The article is more than just a review in that you learn about Hans Holbein and something of the London in which he worked on his second stay in England in the 1530s and early 1540s. The various examples of his work reproduced indicate his mastery not only of textiles and surfaces but also of faces and fleeting expressions or gesture. The pairing of the drawing of Simon George - lent by the Royal Collection - and the finished portrait - lent from Frankfurt and recently cleaned - shows how Holbein worked from his sketches and brings to life an otherwise minor figure. There is poise and elegance from both painter and subject, and more than a hint of the purposeful courtier watching for his chance to advance. He is supremely elegant in his finery but he is also, one senses, an enterprising young man, with a keen eye for the main chance - in this case a potential betrothal. There is more about this portrait at Portrait of Simon George by HOLBEIN, Hans the Younger

The article can be read at Hans Holbein: Truth in Painting

There is another article about the exhibition and its previous presentation at the J. Paul Getty Museum in Los Angeles in the Smithsonian Magazine at Hans Holbein's Portraits Defined—and Immortalized—Tudor England's Elite

This also recounts, again with various online links Holbein’s life and something of his artistry, and the vibrant, and potentially violent, world he and his sitters inhabited.

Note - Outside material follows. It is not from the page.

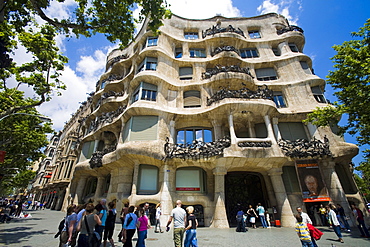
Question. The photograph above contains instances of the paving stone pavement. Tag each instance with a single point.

That tension between the exquisite fabrics and courtesies of  courtly life, the opulence and bravura on the one hand and the terrifying risks of a fall from favour into disgrace and, potentially, violent death and destruction is, of course, part of the fascinatination of the age of King Henry VIII. We owe a great debt to Holbein for not only depicting so many of the players in those dramas but also for indicating and revealing so subtly their keen and calculating eyes and minds.